The SCOOP! Blog by ChangeMyRate.com® 'Stress-Free Mortgages'

Is It Your Last (Best) Chance to Refinance?

November 4th, 2021 11:02 PM by Jackie A. Graves

Whether you are purchasing a new home or refinancing an existing home, mortgage rates are one of the most important criteria to consider. Typically, the higher the interest rate, the higher the mortgage payment. There are additional factors you should take into account before refinancing, like your financial situation. But refinances often make the most financial sense when average interest rates are half a percentage point lower or more than when you closed on your current mortgage.

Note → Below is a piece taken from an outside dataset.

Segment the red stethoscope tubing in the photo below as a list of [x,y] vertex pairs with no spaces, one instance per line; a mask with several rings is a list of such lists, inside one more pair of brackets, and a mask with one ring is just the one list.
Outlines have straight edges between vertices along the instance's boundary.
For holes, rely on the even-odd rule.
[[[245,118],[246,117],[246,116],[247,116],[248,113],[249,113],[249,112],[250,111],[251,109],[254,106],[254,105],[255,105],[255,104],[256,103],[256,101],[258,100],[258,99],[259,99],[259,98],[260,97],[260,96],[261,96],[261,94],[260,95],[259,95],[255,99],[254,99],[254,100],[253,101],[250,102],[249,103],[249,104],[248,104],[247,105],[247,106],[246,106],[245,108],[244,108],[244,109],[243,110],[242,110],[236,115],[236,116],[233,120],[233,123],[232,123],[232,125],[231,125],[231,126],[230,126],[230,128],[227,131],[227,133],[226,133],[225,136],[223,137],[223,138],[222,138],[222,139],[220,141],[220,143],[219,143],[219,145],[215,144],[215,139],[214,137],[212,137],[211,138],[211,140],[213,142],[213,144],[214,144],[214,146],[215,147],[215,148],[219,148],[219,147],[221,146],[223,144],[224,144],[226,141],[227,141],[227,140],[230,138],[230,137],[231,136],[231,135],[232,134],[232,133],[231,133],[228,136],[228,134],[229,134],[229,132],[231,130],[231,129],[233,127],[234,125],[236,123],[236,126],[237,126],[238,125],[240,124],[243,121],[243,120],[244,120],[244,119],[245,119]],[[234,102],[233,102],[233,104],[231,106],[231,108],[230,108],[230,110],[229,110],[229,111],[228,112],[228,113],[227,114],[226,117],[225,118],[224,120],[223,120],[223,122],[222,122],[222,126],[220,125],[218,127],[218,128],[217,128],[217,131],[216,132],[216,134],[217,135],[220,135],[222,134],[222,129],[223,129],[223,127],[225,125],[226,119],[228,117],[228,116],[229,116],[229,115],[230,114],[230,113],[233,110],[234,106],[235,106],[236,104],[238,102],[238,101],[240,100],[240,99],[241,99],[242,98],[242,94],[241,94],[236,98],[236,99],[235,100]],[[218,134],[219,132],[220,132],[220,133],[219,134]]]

Mortgage rates, however, are on the rise. This means that refinancing now could help you take advantage of rates that are still near all-time lows.

Why Are Rates Rising?

In October 2021, the 30-year fixed-rate mortgage rose to its highest point since April, surpassing 3.0%.

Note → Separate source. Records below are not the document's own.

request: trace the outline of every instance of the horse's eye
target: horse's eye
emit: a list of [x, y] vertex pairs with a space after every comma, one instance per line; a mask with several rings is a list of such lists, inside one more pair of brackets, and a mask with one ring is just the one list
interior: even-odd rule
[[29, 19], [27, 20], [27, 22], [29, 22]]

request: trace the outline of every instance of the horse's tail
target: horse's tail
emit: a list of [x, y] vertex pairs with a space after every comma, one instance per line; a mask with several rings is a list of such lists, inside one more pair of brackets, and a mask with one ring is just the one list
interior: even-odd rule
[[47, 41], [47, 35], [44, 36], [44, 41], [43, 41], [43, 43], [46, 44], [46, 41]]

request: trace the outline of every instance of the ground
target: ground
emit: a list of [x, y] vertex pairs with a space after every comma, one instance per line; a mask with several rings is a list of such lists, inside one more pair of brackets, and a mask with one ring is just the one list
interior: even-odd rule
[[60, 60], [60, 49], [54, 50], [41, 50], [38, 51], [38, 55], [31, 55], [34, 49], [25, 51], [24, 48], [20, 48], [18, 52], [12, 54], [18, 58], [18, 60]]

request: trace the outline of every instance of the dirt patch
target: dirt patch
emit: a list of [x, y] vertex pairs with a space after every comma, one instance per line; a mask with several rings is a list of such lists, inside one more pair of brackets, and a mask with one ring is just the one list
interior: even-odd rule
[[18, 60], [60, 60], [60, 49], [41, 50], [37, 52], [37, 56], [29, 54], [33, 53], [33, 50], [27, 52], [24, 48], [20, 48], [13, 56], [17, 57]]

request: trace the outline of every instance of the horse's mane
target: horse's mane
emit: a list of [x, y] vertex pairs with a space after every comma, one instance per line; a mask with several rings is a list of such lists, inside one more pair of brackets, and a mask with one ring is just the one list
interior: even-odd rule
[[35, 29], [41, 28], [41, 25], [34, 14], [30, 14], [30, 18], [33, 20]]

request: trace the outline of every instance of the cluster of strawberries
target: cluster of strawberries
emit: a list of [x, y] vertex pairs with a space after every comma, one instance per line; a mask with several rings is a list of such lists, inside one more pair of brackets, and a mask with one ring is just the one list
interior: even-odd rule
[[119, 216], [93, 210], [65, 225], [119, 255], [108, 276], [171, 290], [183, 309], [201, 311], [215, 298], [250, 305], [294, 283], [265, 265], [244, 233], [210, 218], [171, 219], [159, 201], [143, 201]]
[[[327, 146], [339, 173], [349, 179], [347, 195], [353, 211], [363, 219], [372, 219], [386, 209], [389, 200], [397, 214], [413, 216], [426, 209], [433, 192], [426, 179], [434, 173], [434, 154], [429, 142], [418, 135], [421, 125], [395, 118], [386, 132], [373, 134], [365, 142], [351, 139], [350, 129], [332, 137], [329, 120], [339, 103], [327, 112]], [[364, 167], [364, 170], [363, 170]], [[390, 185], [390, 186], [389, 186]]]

Interest rates can rise or fall for many reasons, including stock market performance; the monthly jobs report; and, most important, actions taken by the central banking system of the United States, the Federal Reserve.

When the central bank purchases bonds, it increases the money supply in the economy, prices are higher and rates decrease. When it sells bonds, it pushes prices lower and rates increase.

In the wake of the COVID-19 pandemic, the Federal Reserve began purchasing bonds to spur economic activity. In late September 2021, the Federal Reserve announced its intention to reduce its monthly bond purchases. Although it may be more than several months before the Federal Reserve completely stops buying bonds, mortgages rates have already risen.

Why It May Be Time to Refinance

Freddie Mac forecasts that mortgage rates will continue to rise, averaging 3.5% for the 30-year fixed-rate mortgage, which is the most common type of mortgage, in 2022. That is up from an average of 3.0% in 2021.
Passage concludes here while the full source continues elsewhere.